What security issues does running double nat create?

It doesn’t cause any security issues. It just doesn’t improve anything.

ah my apologies, miss interpreted your previous statement. Thank you for correcting :slight_smile:

When it does come to double nat I've read that it wont effect server-client games but may effect peer to peer and a way around this is port forwarding on both routers.

Do you think this would be a common issue now a days for current games or gaming consoles?

I assume it would effect p2p file transfers such as torrent programs?
in this context torrenting is used as a example for legal purposes such as download linux iso's for example.

Hopefully not effect Dynamic Streaming over HTTP? Web media streaming such as youtube or other subscription movie services.

Most network protocols and applications can deal with double NAT without issue.

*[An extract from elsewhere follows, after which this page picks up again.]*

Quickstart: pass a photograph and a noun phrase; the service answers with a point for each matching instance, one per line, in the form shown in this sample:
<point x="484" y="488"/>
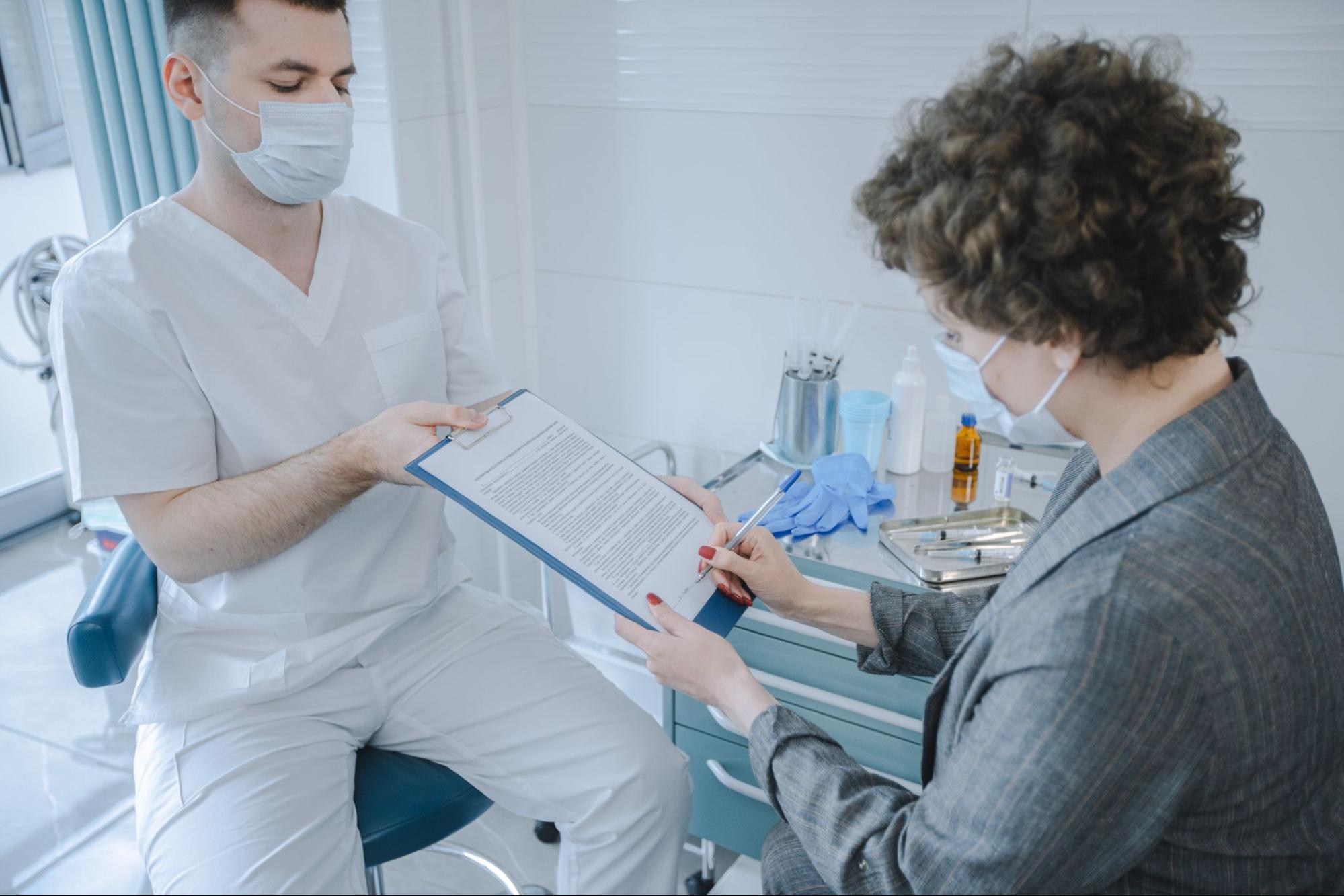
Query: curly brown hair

There are some here and there that may choke, but those are more rare these days.

Regarding port forwarding for inbound connections -- if you've set your main router such that the OpenWrt router is effectively DMZ'd, that is sufficient to make port forwarding work properly by setting up those port forwards on OpenWrt. Either DMZ or port forward on both devices ( primary router wan > primary router's LAN @ OpenWrt's WAN IP; OpenWrt WAN > OpenWrt's LAN @ host's IP).

Unfortunately I can not setup dmz.
This gateway is shared by my family (it also uses land lines, and such) and they are not okay with me bridging or using something like dmz.
I can do basic stuff with it like port forwarding and such.
Basically as long as it doesn't effect them and there devices still stay connected to there gateway I have some room to make changes.

Sure... whatever works for you. I'm not sure what value OpenWrt has in your context, but if it your network is working for you, that's all that matters.

oh sorry should of given more background. I start classes soon for a degree in networking/cyber security but most of it is done at home via remote learning. Having my own router will make it easier to learn and also, wanted vlan support, change of dns, something like crowdsec running, and adguard. The thing is, this must be done in away that does not effect there network. It will be more practical in long run to get my own isp. my isp says they can run two internet at the same house but since the family pays for 1200Mbps it would be awesome to use that speed and not have to pay for expensive cost.

I see... so you're setting up a home lab. Okay, that makes sense.